WHO Director-General Tedros Hebreyusus, at a new briefing on COVID-19, announced new recommendations for the prevention of coronavirus. Here are the main points:
- Doctors and other medical staff should always wear masks, regardless of whether they work with infected coronavirus infections or not.
- People over 60 years of age, as well as those who have chronic diseases, are advised to wear masks wherever it is impossible to maintain physical distance.
- The governments of the countries should encourage the wearing of masks in any places where it is impossible to maintain physical distance, especially for public transport and shops.
- Those with symptoms similar to coronavirus infection should stay at home. All who contacted him should be quarantined.
- If a sick person or someone who has contacted him needs to leave the house, he must wear a mask.
- WHO considers masks to be of high quality, which consist of three layers of different materials or more.
Previously, the WHO spoke only about the need to wear masks for patients who were ill, because there was insufficient data (apart from clinical studies, which many experts consider to be of little relevance to real life).
- WHO recorded 106,000 new infections globally in 24 hours
The WHO recorded 106,000 infections in 24 hours, a record day since the outbreak, with two-thirds of these cases recorded in only 4 countries.
Tedros Adhanom-Ghebreyesus, Director General of the World Health Organization (WHO), said on May 20 that the number of coronavirus infections reported to the agency in the past 24 hours has been higher than at any time since outbreaks, according to CNN.
“We still have a long way to go in this pandemic,” Tedros said at a news conference in Geneva, Switzerland. “In the past 24 hours, 106,000 cases have been reported to WHO – the highest daily level since the outbreak.”
“About two-thirds of these cases have been reported in only four countries,” he added.
According to WHO epidemiologist Maria Van Kerkhove, confirming with CNN via email, these four countries are the US , Russia, Brazil and India.
It should be noted that there may be a delay in reporting the number of cases at various points in the process, so the above date record does not mean that these 106,000 people were infected, tested or statistically counted in the last 24 hours.
According to the constantly updated data of John Hopkins University, the world has recorded nearly 5 million cases of coronavirus, of which more than 326,000 people have died.

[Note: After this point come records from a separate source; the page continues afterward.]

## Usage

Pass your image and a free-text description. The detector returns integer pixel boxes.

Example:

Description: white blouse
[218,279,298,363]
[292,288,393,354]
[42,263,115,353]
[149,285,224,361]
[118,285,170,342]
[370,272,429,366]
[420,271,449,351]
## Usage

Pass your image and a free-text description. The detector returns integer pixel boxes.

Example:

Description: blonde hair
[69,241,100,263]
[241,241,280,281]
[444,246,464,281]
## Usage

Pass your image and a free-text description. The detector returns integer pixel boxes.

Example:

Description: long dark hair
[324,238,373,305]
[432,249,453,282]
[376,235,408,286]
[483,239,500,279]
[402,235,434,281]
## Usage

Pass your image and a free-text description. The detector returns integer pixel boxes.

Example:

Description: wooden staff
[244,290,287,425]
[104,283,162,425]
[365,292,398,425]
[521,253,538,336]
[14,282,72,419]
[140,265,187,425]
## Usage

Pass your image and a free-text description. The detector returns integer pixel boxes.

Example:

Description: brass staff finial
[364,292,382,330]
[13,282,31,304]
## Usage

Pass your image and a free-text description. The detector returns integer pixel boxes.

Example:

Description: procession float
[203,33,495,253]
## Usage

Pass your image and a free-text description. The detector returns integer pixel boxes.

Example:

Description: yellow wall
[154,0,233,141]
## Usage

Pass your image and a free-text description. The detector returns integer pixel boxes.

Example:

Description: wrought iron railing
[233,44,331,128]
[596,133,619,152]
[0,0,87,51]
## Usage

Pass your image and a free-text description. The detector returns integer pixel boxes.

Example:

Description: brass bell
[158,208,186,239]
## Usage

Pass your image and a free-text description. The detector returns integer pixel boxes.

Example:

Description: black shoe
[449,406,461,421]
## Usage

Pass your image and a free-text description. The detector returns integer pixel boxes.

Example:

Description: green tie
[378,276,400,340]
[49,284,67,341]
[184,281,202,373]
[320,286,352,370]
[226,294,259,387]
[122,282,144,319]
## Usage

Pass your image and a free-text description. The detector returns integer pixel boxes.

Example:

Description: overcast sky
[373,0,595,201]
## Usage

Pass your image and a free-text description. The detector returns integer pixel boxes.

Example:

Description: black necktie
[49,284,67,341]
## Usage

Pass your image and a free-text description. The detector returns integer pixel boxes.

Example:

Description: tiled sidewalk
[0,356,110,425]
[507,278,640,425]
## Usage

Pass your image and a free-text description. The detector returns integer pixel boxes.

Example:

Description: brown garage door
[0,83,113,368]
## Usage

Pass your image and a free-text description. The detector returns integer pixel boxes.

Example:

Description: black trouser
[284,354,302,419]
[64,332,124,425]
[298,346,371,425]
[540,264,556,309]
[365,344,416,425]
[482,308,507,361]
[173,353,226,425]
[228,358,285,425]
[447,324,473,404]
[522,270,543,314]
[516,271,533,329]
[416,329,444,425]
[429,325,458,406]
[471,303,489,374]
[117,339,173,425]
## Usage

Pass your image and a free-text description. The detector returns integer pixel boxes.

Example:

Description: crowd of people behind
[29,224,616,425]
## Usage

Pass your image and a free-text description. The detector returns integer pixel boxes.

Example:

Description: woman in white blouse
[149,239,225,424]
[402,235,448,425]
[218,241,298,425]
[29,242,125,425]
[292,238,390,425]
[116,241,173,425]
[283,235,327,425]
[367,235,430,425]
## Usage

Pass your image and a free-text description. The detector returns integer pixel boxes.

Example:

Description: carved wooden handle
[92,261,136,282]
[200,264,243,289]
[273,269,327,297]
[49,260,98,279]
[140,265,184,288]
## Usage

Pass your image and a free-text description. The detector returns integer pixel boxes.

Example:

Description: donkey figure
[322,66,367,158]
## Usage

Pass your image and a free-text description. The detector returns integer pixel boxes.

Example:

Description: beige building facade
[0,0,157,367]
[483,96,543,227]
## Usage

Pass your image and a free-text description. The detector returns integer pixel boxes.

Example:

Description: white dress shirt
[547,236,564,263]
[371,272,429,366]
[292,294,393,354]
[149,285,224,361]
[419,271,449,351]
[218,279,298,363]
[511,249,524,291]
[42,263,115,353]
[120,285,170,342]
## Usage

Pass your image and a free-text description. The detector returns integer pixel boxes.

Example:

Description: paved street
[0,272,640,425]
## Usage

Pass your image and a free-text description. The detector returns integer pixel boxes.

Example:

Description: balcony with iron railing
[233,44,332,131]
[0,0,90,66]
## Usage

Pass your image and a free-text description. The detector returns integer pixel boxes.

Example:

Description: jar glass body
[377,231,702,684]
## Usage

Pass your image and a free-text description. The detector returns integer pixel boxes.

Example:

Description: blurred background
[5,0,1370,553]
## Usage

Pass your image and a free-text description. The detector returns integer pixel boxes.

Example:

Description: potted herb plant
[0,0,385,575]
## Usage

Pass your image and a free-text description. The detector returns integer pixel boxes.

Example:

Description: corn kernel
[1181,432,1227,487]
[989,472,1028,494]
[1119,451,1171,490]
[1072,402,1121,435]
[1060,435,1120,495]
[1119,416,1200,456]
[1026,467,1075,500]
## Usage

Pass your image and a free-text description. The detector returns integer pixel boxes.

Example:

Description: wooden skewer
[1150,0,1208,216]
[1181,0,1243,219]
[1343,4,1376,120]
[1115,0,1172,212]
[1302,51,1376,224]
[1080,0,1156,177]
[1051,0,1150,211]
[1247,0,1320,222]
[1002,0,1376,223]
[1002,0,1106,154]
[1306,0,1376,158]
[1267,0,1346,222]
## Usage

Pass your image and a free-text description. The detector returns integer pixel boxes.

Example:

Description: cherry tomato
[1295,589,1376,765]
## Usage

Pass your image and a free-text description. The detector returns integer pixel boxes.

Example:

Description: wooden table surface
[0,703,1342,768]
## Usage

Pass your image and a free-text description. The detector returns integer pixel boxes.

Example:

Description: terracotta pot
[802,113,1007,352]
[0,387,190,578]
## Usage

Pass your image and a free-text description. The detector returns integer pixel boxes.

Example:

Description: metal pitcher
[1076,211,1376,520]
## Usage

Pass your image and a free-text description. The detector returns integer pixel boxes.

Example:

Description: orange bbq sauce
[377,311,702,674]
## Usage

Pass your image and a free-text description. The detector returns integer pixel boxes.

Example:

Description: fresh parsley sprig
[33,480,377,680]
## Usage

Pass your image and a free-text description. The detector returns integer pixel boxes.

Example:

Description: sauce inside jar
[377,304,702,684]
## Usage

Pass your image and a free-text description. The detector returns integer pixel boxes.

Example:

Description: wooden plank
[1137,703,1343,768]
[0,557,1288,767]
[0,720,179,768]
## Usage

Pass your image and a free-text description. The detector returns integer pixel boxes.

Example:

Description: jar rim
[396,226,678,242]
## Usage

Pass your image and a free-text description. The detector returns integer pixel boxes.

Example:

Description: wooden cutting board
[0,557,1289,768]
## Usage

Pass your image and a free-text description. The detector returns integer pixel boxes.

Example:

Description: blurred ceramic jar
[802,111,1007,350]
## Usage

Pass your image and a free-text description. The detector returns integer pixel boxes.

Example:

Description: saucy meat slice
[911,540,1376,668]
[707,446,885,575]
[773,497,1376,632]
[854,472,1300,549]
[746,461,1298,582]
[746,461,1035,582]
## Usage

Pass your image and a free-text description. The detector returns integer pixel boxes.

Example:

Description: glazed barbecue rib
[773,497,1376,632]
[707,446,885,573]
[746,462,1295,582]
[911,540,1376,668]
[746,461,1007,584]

The United States remains the leading country in both cases – more than 1.5 million, and deaths – more than 93,000.
Notably, Russia has recently become the second country in the number of cases – more than 308,000, although only a few weeks earlier did not even make the top 20 of the list. Brazil also climbed rapidly in the ranking, ranking third in the number of cases – more than 271,000.
Russia is ranked second in terms of deaths – more than 35,000, followed by Italy – more than 32,000, France – more than 28,000, Spain – more than 27,000.